Aldridge, who spent his first nine seasons in Portland, remains second on the team’s career scoring list, with Lillard likely to pass him soon. They had a strained relationship during their three years as teammates that was caused by a sense of awkwardness rather than any specific incident. With Aldridge as an established veteran and Lillard as a high lottery pick who was billed as the team’s future star, they never figured out how to relate to one another. The resulting tension played a role in Aldridge’s decision to leave in free agency in 2015.
Jamal Crawford eventually took on the role as peacemaker, encouraging Lillard and Aldridge to reach out to one another. Their relationship has improved to the point that Aldridge is considering a reunion.

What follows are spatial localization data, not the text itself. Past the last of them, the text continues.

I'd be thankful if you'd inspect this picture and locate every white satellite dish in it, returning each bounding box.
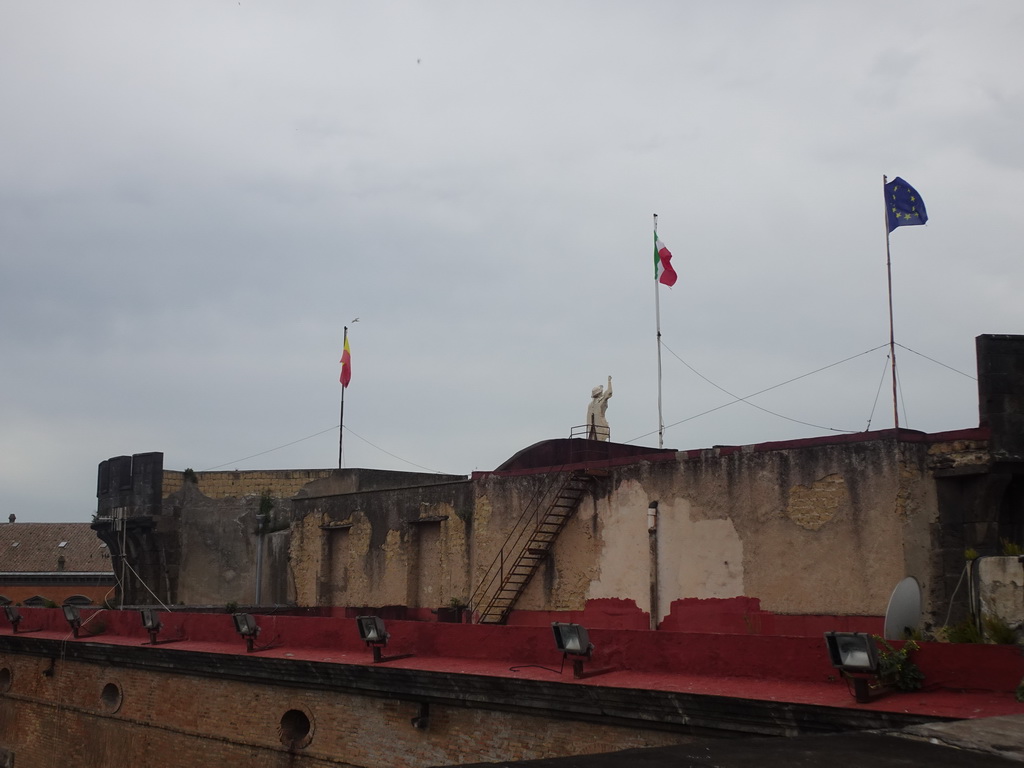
[883,576,922,641]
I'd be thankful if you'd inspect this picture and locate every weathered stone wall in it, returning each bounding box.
[163,468,335,501]
[290,480,474,609]
[285,436,977,627]
[100,433,1002,629]
[978,555,1024,641]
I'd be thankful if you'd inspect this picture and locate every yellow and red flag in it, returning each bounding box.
[339,337,352,388]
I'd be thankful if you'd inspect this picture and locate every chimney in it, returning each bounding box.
[976,334,1024,456]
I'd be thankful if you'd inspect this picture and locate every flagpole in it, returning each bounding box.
[654,213,665,449]
[338,325,348,469]
[883,175,899,430]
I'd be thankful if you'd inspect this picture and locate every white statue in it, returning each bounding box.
[586,376,613,440]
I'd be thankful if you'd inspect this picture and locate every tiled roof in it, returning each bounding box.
[0,522,113,573]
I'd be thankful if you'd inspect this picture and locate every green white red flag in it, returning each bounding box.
[654,234,677,287]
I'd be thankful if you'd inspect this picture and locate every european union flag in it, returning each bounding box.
[885,177,928,232]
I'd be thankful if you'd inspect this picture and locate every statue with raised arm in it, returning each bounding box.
[586,376,613,441]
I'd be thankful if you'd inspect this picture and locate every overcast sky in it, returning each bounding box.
[3,2,1022,523]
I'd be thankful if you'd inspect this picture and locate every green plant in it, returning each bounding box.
[1000,538,1023,556]
[873,636,924,691]
[255,490,290,534]
[964,547,979,561]
[448,596,467,610]
[225,601,239,614]
[259,489,275,517]
[982,613,1018,645]
[946,619,983,644]
[183,467,198,484]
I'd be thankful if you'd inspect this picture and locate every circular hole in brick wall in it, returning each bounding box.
[0,667,11,693]
[279,708,313,749]
[100,682,122,713]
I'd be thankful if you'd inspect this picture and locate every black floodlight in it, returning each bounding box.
[824,631,880,703]
[552,622,593,656]
[356,615,389,662]
[4,606,21,631]
[4,605,40,634]
[552,622,594,679]
[140,608,162,644]
[232,612,260,652]
[140,608,162,632]
[824,632,879,673]
[138,608,184,646]
[62,605,82,638]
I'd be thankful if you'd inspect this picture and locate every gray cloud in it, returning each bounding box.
[2,1,1022,521]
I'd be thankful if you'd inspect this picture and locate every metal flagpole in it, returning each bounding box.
[883,175,899,430]
[654,213,665,448]
[338,325,348,469]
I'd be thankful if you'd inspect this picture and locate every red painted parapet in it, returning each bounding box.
[3,606,1021,694]
[504,598,651,630]
[659,597,885,637]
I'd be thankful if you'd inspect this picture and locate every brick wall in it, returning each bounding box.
[0,584,113,607]
[0,653,689,768]
[163,469,335,500]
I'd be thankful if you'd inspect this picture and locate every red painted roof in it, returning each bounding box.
[3,609,1021,722]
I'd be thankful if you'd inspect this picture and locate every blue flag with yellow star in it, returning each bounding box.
[885,177,928,232]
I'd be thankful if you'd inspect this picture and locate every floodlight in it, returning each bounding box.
[4,606,21,630]
[552,622,594,679]
[824,631,879,673]
[62,605,82,638]
[140,608,162,644]
[356,616,389,662]
[140,608,162,632]
[354,616,412,664]
[3,606,40,634]
[824,631,880,703]
[138,608,184,646]
[232,613,260,652]
[357,615,388,643]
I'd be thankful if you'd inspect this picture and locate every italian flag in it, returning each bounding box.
[654,233,677,287]
[339,338,352,388]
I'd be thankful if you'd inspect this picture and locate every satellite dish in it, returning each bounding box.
[883,576,922,640]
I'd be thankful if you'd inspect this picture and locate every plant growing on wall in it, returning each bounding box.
[946,619,983,644]
[983,613,1018,645]
[255,490,291,534]
[873,636,924,691]
[1000,538,1023,556]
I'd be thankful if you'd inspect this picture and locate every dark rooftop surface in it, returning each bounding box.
[449,717,1024,767]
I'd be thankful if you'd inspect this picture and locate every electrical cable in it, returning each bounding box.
[201,425,339,470]
[626,345,887,444]
[341,426,442,473]
[659,341,880,433]
[120,557,172,612]
[509,659,565,675]
[864,353,891,432]
[202,424,443,475]
[895,343,977,381]
[942,564,969,629]
[896,365,910,428]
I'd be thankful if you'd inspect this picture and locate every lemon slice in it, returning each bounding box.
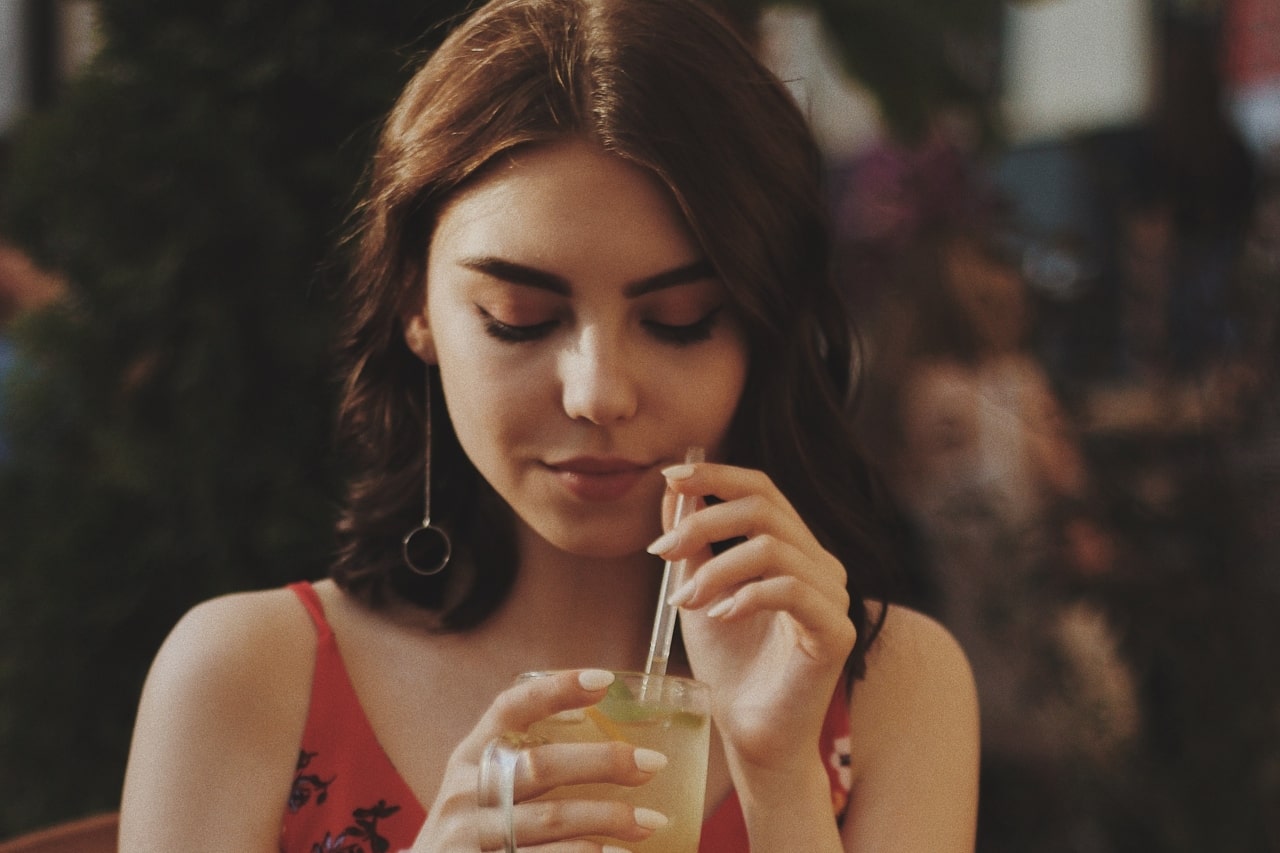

“You never know,” he said. “But of course, if we had a better relationship, it changes the whole outlook of how it went. It’s sad that not talking like we do now could have changed history. But everything happens for a reason. He has flourished in that role, and I keep telling him I’m going to come back and finish there. That’s something him and I have talked about — playing together again.”
Aldridge returning to Portland is unlikely to happen soon. He is signed through the 2020/21 season, making $50MM over the next two years. He has put together back-to-back All-Star appearances and is the second-leading scorer on a Spurs team that has risen to sixth in the West, so there’s no reason for San Antonio to put him on the trading block.
Aldridge will be nearly 36 when he hits free agency in the summer of 2021, so he may decide that’s when he wants to to end his career in Portland. He admits he handled the situation with Lillard poorly and wouldn’t mind returning to the Blazers to make amends.
“I didn’t want to make him think I was stifling his growth, or have a mindset that I was hating on him, so I didn’t say anything to him,” Aldridge said. “That was the wrong approach, because he told me he would have liked guidance and a big brother.”